Jets de colis en prison : Deux lanceurs rejoignent leur marchandise

Le jet de colis, vous connaissez ? C'est un sport en pleine expansion qui se pratique aux abords des prisons. Il consiste à ravitailler en fournitures diverses - téléphones, stupéfiants - les détenus qui purgent leur peine. Le 11 octobre dernier vers 16h15, deux individus en noir ont été repérés en plein entrainement aux abords de la prison du Port. Rapidement, la police intervient et interpelle l'un deux qui n'a pas eu le temps de fuir. Les colis contiennent du zamal et des téléphones. Le second est interpellé le lendemain à son domicile qui sera ensuite perquisitionné. La police y trouvera un demi-gramme de crack.

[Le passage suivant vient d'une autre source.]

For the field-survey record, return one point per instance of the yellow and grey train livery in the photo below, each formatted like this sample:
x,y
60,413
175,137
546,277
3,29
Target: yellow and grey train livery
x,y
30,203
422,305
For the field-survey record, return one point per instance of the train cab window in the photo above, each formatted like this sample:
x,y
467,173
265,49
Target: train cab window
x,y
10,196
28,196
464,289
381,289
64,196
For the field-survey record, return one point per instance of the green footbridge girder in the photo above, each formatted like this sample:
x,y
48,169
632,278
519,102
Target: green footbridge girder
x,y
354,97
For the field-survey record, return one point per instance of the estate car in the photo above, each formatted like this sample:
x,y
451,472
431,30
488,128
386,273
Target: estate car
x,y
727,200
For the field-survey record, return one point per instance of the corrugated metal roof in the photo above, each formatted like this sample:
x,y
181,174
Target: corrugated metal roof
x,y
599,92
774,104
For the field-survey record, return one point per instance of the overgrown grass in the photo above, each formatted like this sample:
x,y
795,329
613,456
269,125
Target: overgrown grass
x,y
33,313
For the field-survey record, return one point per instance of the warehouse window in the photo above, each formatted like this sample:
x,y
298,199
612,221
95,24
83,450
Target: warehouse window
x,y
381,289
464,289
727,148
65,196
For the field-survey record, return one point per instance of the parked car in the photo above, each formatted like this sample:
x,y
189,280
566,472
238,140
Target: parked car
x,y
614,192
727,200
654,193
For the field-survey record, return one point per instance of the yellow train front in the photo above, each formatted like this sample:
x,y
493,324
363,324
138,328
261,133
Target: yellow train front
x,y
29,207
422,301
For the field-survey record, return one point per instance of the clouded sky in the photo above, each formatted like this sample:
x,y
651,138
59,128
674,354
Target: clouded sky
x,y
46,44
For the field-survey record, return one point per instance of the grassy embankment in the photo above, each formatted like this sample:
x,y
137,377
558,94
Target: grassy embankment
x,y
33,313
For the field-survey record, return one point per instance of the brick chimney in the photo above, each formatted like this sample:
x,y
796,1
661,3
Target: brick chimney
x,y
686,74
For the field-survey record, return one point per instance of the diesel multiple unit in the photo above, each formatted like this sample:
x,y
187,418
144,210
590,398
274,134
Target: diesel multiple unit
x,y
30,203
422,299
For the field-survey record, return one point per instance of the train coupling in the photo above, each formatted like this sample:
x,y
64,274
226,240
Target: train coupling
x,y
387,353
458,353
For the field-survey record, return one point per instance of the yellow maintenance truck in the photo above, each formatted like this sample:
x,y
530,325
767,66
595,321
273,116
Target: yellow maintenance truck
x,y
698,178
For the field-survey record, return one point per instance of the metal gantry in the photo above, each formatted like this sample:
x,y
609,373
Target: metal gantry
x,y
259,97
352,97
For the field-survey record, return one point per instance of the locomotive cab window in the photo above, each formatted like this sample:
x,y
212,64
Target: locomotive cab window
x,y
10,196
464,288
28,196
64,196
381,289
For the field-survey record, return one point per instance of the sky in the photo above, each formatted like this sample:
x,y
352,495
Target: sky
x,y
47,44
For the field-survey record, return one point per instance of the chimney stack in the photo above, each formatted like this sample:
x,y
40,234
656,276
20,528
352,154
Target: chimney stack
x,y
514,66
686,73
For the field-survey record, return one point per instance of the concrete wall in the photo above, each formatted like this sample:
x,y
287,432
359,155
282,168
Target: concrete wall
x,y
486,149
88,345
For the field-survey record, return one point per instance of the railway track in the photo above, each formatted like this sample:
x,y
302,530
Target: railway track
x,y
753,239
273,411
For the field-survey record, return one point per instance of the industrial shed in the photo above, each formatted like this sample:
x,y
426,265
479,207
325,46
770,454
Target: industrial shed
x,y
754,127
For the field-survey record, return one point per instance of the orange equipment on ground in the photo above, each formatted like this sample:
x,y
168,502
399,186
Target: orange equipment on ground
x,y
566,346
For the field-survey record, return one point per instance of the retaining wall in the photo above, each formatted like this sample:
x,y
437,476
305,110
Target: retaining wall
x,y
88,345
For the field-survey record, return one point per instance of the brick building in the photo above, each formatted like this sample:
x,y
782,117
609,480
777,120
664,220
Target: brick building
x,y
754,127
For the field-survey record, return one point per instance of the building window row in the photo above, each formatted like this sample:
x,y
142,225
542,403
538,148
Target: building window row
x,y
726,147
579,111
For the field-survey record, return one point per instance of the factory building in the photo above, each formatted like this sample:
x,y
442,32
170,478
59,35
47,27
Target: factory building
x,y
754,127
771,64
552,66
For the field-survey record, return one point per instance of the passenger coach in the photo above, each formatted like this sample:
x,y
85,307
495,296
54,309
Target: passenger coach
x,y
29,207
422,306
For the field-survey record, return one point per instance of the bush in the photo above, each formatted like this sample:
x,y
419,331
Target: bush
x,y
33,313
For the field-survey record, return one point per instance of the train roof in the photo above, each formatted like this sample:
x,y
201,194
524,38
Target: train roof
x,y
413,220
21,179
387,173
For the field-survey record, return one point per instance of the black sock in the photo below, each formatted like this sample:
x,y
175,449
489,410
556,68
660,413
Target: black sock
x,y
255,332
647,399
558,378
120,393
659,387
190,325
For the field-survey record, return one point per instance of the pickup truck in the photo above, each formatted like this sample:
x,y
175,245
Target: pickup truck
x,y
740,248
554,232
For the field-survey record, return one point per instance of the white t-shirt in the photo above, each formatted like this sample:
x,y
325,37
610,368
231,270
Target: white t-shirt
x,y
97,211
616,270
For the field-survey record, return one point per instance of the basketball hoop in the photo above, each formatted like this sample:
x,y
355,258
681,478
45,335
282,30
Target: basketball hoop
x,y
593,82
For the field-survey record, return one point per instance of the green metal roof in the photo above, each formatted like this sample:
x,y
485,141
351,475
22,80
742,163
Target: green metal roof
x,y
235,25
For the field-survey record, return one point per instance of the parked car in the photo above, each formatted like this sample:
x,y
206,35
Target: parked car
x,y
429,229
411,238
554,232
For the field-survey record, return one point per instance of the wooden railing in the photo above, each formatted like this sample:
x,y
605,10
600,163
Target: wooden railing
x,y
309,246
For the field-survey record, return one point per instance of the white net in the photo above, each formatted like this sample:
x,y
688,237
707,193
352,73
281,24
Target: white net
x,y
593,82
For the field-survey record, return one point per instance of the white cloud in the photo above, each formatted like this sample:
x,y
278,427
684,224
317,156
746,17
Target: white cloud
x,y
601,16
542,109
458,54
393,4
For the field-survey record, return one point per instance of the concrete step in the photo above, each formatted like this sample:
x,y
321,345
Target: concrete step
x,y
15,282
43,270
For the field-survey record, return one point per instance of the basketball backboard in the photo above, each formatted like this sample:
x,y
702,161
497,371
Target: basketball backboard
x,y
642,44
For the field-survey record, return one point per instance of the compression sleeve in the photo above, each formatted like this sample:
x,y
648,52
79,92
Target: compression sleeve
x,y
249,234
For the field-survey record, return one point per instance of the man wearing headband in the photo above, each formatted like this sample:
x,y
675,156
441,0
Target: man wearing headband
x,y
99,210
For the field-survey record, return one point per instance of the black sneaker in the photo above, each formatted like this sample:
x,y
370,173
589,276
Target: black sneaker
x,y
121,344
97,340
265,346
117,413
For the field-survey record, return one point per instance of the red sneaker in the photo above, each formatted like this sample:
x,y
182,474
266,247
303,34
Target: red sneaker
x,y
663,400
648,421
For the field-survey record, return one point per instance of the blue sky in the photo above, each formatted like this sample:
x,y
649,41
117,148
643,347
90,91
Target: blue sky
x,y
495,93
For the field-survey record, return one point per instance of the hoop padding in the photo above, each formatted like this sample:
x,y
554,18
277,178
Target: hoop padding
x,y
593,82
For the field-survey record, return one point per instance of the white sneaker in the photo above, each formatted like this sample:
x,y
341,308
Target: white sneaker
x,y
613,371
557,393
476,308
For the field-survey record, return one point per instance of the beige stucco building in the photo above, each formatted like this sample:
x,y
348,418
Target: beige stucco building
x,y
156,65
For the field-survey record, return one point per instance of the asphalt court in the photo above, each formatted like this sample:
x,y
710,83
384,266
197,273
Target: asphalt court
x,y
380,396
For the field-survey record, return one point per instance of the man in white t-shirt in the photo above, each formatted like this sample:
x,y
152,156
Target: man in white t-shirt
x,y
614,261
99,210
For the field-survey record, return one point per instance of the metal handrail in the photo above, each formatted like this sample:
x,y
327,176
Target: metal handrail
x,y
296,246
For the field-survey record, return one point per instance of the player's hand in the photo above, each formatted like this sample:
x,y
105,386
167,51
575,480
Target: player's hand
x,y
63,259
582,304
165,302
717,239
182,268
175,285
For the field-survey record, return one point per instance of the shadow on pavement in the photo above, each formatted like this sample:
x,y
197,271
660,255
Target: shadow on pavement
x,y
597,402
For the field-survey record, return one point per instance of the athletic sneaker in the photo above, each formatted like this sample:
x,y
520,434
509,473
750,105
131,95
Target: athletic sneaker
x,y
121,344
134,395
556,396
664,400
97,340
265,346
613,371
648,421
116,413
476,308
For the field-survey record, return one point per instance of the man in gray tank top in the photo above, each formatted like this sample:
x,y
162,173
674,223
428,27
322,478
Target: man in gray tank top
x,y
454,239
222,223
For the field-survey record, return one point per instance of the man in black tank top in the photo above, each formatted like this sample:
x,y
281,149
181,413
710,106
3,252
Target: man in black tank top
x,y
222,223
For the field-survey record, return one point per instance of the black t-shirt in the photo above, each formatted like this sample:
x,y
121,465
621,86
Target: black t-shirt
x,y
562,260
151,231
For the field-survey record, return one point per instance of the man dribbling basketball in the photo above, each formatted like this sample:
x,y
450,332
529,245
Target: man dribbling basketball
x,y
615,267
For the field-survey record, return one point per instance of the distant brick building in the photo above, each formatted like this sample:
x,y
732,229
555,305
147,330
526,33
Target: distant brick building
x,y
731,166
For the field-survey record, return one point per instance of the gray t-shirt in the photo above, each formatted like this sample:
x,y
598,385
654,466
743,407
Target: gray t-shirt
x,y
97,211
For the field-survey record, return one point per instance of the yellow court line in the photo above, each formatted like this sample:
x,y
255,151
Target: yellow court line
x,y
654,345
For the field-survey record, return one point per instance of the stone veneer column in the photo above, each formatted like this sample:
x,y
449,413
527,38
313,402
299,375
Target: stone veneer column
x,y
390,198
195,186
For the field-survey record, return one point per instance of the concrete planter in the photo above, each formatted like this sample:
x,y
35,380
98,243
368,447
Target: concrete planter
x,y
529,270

Bien connus des services de justice, ils sont placés en garde à vue puis déférés au tribunal afin d'être jugés ce lundi dans le cadre de la comparution immédiate. À la barre, Yassar O.20 ans, et Nolan Z., 21 ans, reconnaissent les faits, ils indiquent tous les deux avoir agi sous la menace et la pression de deux détenus. Ils expliquent qu'ils ont envoyé des individus chez eux afin de le forcer à commettre ce délit, menaçant leurs familles aussi. Le mode opératoire est simple, l'un lance quand le second fait le guet et vice versa.
"Il n'y a pas que moi qui fait ça, ça se fait partout. Au Port, à Saint-Pierre et à Domenjod"
Compte tenu de leurs casiers respectifs, 7 mentions pour Yassar O. et 4 mentions pour Nolan Z., il s’agit sans nul doute de deux anciennes relations de détention. Pour sa part, Yassar O. reconnaitra plusieurs envois en garde à vue, ce qu'il réfute ensuite à la barre. Fort de l’exception de nullité déposée par son avocat en raison de la signification tardive de ses droits lors de son placement en garde à vue, il explique à la présidente pour se dédouaner : "Il n'y a pas que moi qui fait ça, ça se fait partout. Au Port, à Saint-Pierre et à Domenjod", le tribunal appréciera.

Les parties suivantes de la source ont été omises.